A number of years ago I remember reading an article written by the noted columnist Hal Boyle. My mother sent it along thinking it might be of some interest to me and hopefully add wisdom to my days. Little did I know then that the words would become a living part of my life. Now, they are no more just words, paragraphs, printer’s ink. They, long since, have become precious memories to me about the past. Mother died 25 years ago, and one of the last things she said to me was, “Son, wonder when I’ll get to go home.” She was referring to the old homestead she knew for most of her life. Hal put it in a very wonderful way.
“There were two women alone in a big old home that held long memories for both. As they reached the front door, the daughter, a stout comfortable woman so deep in middle age her face bore no resentment of, turned to the other.”
“I know it’s hard for you to leave, Mama,” she said, “but Jim and I just couldn’t stand the thought of you living in this old house. We’d never be able to forgive ourselves if anything happened to you. You’ll be happier with us. Truly you will. Jim loves you as much as he did his own mother.”
The white-haired old lady smiled. She reached out a frail blue-veined hand and patted her daughter comfortingly. “I realize it’s for the best, Evelyn,” she said.
“Why don’t you go on and join Jim in the car? I’d like to take one more last look around just to be sure everything is right. That is such a nice young couple that’s moving in. I wouldn’t want them to find anything that is out of place.”
Her daughter sighed and said, “All right, Mama. I understand, but don’t be too long. We have a long way to drive before midnight.”
After she had left the old lady turned to say goodbye alone and in her own way to a home she had entered as a bride nearly 60 years before. A hint of dusk darkened the soft summer air outdoors, but the old lady made no move to switch on the lights.

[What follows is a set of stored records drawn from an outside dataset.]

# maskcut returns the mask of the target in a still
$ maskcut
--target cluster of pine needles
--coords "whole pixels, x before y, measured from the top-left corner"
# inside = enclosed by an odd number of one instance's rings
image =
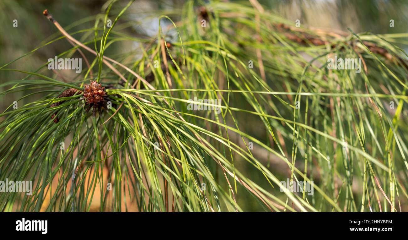
[[[156,36],[135,37],[133,2],[110,1],[75,31],[84,20],[63,27],[44,11],[57,33],[0,67],[25,76],[2,82],[1,98],[29,92],[0,113],[0,180],[33,183],[31,195],[0,195],[1,211],[408,210],[408,33],[296,27],[256,0],[188,1],[157,16]],[[58,57],[84,63],[73,79],[17,64],[67,40]],[[328,69],[335,56],[363,70]],[[81,94],[59,97],[90,81],[109,107],[93,115]],[[220,113],[190,110],[195,99],[220,99],[205,104]]]

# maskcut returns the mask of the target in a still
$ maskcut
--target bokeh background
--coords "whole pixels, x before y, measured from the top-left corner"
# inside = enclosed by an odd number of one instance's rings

The feeling of gathering twilight suited her mood.
The old lady wanted to go through every room one by one, but she felt it would be unfair to keep her daughter and son-in-law waiting. But there were three rooms she had to say farewell to.
She paused briefly in the huge high ceiling living room where the family had been warmed by hundreds of long winter evening fires.
Then she went out to the kitchen where she had, as a bride learned to cook on a wood-burning stove, and later bathed the children in bath tubs on the floor. Still dry-eyed, she rested a moment with one hand on a worn walnut staircase before mounting to her bedroom. She stood silently by a great brightly gleaming old brass bedstead, the center of her life.
Here all six of her children had been delivered. Here her first born son, his eyes wide in wonder, had been strangled by diphtheria. Here she had brought her husband his last glass of water and he had died still holding her hand.
The remembering tears came into the old lady’s eyes. She bent and patted the pillows. Then she suddenly knelt and kissed the bedspread.
“Goodbye”, she whispered.
Outside Jim honked the horn – not too impatiently. “You know, we were lucky to find a young couple willing to rent this museum like your old home,” he told his wife. “But they are fond of antiques and they liked all of them except one.”
“Which one was that,” Evelyn asked. “Oh, it’s that old brass bedstead,” said Jim. “What do they plan t do with it, Jim?” “Just junk it, I guess, just junk it!”
The old lady came out the door, carefully locked it, then stood front and center on the old wrap-around porch. The falling sunset caught a glimmer of a tear in her eye. She stood there, strong and erect like a soldier facing a firing squad.
Without signal, she moved with strict cadence to the car. “I’m ready at last,” she said. Jim said softly, “Hurry Mama, we have a long way to drive before midnight.”
“Precious memories, how they linger, how they ever flood my soul. In the stillness of the midnight, precious sacred scenes unfold.” Surely she could say with Paul, “I have fought a good fight, I have finished the race, I have kept the faith. Finally there is laid up for me the crown of righteousness, which the Lord, the righteous judge, will give to me on that day, and not to me only but also to all who have loved His appearing” (II Timothy 4:7-8).